1954 Dr John McGregor Ritchie OBE

From Lacey Green History

Research by Laurence Rostron

Dr John McGregor Ritchie OBE who lived in retirement in Grace Cottage 1954 to 1963

Dr Ritchie.jpg

John McGregor Ritchie was born in Edinburgh on the 15th May 1879. He was the youngest of 4 children born to John McGregor Ritchie senior, a master joiner, and his wife Alice.

The 1891 Census shows him aged 11 as a scholar in Edinburgh and the 1901 Census shows him at the age of 21 still living at home but as a student at Edinburgh University reading the Arts. In 1906 John McGregor Ritchie married Helen Allan in Edmonton, London.

After their marriage it is assumed that John McGregor Ritchie became a school teacher because he next appears in the 1911 Census living in Old Trafford, Manchester where his occupation is listed as Schoolmaster, Henshaws Blind Asylum. This was clearly the start of a very long career in caring for the blind.

He soon moved to London and joined the Royal London Society for the Blind and after 35 years of service, during which he became the Society’s Superintendent, he finally retired in 1950. He was living at Dorton House near Aylesbury at the time as the RLSB had moved there from London at the start of the war.

“1950 – The Council accepted with very great regret the resignation of the Society’s Honorary Superintendent and Secretary, Dr JM Ritchie OBE, MA. During the 35 years of Dr Ritchie’s brilliant leadership, the scope of the Society’s work developed to an extent unparalleled in its long history.”

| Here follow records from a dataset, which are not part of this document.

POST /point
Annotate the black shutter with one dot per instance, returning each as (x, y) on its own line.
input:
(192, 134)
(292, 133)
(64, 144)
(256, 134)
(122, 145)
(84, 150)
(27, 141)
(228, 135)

                                                     Extract from RLSB History Timeline

           A photograph of Dr Ritchie in his earlier years – RLSB  

It is not known where he lived during the period from 1950, when he resigned from the Society, until he moved into Grace Cottage in 1954 but, sadly, in view of the fact that he had devoted his life to the blind, it is thought that for most of this period he was blind himself. His wife had died in 1941 and it is thought therefore, that the RLSB purchased Grace Cottage and provided him with a driver for his retirement. He continued to live in Grace Cottage with his housekeeper and driver, Rosamund Dewdney, until he died on the 27th July 1963.


So ended a truly remarkable life. In May of the following year, the Royal London Society for the Blind sold the property.